Vance uses a lot of fantasy tropes with self-awareness and a matter-of-fact narration style that regards ridiculous scenarios so casually that it only further emphasizes how silly traditional fantasy tends to be. In one of my favorite side anecdotes, a duke and his friends attend a solstice festival pageant: "...they agreed that the maidens who represented the Seven Graces were remarkably charming, but could form no consensus as to which was supreme. They discussed the matter well into the evening over wine, and at last, to resolve the matter in a practical way, kidnapped all seven of the maidens and took them across the water to Malvang." I'd read a few Vance short stories before this book, and all read in a similarly snarky voice. There are warring kingdoms, magicians, fairies, and a smattering of monsters, and most of them have enormous egos: as a result, the political and magical disputes that would normally read as epic fantasy feels more like a sitcom of petty grievances.

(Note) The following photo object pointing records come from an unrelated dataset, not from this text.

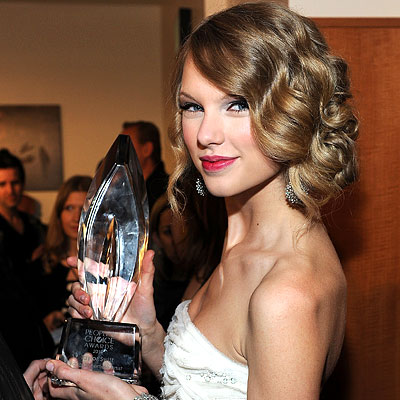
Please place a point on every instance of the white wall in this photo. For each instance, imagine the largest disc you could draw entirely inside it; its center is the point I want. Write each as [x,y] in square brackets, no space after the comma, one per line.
[347,8]
[101,63]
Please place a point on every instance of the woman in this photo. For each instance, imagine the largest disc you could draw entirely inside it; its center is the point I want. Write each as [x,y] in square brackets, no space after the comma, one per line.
[263,120]
[60,243]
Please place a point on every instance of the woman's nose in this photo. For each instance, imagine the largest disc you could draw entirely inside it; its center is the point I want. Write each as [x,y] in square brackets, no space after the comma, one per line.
[211,131]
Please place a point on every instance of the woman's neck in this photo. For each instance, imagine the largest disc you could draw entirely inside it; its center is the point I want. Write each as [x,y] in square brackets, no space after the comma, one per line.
[72,247]
[261,215]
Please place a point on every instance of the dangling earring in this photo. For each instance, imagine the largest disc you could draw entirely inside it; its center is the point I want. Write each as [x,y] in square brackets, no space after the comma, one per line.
[291,196]
[200,188]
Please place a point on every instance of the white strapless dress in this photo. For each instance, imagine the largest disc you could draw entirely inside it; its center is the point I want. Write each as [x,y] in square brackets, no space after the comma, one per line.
[194,369]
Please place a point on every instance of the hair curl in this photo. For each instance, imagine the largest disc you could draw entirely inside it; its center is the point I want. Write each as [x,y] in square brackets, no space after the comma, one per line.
[297,93]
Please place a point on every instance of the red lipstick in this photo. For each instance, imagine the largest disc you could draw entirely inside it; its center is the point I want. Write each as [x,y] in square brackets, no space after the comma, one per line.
[216,163]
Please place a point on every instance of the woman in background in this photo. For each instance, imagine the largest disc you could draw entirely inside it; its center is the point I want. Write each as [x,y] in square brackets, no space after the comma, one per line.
[61,243]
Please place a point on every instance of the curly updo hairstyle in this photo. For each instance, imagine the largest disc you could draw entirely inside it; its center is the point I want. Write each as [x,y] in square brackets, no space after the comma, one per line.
[297,93]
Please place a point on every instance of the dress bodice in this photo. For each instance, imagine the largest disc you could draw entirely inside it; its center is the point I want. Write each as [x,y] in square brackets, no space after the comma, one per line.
[194,369]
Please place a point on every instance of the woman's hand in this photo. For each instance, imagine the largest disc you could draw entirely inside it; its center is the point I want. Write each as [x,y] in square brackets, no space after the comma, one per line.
[89,385]
[36,378]
[141,310]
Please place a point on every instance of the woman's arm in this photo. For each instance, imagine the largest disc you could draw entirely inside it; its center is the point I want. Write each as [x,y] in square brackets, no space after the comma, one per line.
[286,346]
[89,384]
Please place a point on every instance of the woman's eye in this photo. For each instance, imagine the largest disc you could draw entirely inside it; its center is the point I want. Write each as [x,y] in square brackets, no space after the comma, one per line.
[190,107]
[238,106]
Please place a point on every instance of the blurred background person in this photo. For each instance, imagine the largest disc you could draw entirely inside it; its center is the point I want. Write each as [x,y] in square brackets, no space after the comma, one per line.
[21,238]
[145,138]
[60,243]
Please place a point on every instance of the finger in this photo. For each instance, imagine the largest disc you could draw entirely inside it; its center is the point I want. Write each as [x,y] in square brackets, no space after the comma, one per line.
[108,368]
[76,309]
[87,361]
[79,294]
[33,371]
[72,261]
[147,273]
[73,362]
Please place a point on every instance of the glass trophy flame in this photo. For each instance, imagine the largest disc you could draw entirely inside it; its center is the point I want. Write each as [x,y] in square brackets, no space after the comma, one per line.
[112,239]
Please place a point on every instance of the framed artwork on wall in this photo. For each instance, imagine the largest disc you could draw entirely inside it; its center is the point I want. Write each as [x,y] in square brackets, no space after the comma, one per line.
[33,134]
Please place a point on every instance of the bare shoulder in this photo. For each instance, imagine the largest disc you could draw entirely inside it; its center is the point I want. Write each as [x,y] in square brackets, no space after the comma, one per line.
[299,286]
[299,310]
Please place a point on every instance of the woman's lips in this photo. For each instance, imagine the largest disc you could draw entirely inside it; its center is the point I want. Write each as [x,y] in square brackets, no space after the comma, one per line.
[216,163]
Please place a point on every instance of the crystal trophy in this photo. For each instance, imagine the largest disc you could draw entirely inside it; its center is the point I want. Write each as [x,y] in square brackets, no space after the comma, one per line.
[112,239]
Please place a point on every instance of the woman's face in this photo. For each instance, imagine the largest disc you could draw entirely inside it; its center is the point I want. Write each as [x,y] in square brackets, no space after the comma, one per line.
[71,212]
[217,133]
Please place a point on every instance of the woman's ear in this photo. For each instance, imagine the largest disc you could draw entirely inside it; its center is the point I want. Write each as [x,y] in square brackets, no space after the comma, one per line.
[147,149]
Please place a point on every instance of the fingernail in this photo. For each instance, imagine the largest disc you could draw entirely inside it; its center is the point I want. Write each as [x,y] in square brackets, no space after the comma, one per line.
[50,366]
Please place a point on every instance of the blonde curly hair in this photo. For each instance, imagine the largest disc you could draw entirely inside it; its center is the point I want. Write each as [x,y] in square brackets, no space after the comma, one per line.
[297,93]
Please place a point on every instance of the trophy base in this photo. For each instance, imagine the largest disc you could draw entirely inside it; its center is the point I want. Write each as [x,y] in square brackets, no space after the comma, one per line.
[110,347]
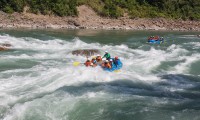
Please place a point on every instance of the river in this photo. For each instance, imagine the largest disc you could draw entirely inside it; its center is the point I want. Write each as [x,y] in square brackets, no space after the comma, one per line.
[157,82]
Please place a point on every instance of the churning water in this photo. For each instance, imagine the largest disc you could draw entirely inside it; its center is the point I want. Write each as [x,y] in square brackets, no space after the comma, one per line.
[157,82]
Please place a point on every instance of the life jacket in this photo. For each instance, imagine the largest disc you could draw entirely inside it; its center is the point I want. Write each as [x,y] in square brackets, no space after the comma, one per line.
[99,58]
[93,61]
[87,63]
[107,65]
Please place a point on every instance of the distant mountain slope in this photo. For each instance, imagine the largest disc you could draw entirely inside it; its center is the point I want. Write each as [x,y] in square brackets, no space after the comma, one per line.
[175,9]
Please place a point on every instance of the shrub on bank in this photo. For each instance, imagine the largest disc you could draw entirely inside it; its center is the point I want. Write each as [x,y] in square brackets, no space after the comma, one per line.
[175,9]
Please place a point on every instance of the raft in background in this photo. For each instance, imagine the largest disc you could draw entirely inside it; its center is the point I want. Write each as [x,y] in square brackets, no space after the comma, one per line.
[114,67]
[156,41]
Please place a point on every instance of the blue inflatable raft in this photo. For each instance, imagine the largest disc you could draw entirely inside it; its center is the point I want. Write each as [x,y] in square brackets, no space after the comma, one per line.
[158,41]
[114,67]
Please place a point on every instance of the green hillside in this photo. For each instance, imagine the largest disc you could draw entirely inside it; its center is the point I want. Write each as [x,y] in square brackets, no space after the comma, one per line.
[175,9]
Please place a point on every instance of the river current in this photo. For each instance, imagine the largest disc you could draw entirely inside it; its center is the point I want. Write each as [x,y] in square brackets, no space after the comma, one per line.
[157,82]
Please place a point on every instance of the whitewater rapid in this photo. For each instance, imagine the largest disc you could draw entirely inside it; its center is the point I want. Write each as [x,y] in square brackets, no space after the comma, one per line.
[38,79]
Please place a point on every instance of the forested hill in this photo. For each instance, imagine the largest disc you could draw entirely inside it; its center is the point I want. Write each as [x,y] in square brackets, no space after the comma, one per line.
[175,9]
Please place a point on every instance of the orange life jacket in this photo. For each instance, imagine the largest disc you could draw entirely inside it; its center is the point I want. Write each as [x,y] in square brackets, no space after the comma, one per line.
[107,65]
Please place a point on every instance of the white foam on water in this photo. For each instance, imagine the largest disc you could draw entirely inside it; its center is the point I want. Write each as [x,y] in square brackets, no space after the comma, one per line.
[55,70]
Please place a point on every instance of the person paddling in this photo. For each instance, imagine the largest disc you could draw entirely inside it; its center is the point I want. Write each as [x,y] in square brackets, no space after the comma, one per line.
[87,63]
[98,59]
[107,55]
[107,65]
[117,61]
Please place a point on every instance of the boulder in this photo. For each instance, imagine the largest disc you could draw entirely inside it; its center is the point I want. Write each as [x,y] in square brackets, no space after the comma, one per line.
[86,52]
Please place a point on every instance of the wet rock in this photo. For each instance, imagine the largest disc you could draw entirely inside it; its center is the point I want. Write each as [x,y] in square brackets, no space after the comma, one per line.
[86,52]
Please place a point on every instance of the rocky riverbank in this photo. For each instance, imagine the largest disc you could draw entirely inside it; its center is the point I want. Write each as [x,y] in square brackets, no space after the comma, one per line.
[88,19]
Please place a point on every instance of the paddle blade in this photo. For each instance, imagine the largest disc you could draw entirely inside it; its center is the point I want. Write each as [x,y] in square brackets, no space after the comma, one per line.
[76,63]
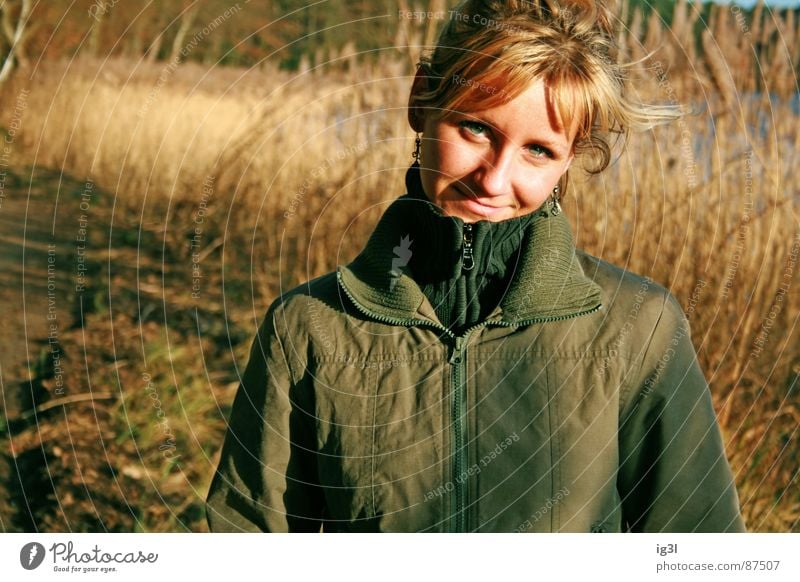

Characters tend to fall cleanly on the good and bad side, and the good protagonists are blandly angelic with moments of violent justice. There isn't a single protagonist, as Suldrun's Garden consists of five separate narrative threads that come together nicely in the end. Though the heroes suffer from blandness, their journeys take the reader through a large scope of the world; they're also abused almost everywhere they go, setting up several revenge quests that end up being the more engaging parts of the story.

I really could have done without the fantasy trope requiring all ladies enduring sexual harassment/abuse. Every female character is threatened with rape, especially a girl who is frequently described as not yet a woman. There's a somewhat worrisome amount of adults and trolls lusting after and forcing themselves upon prepubescent girls.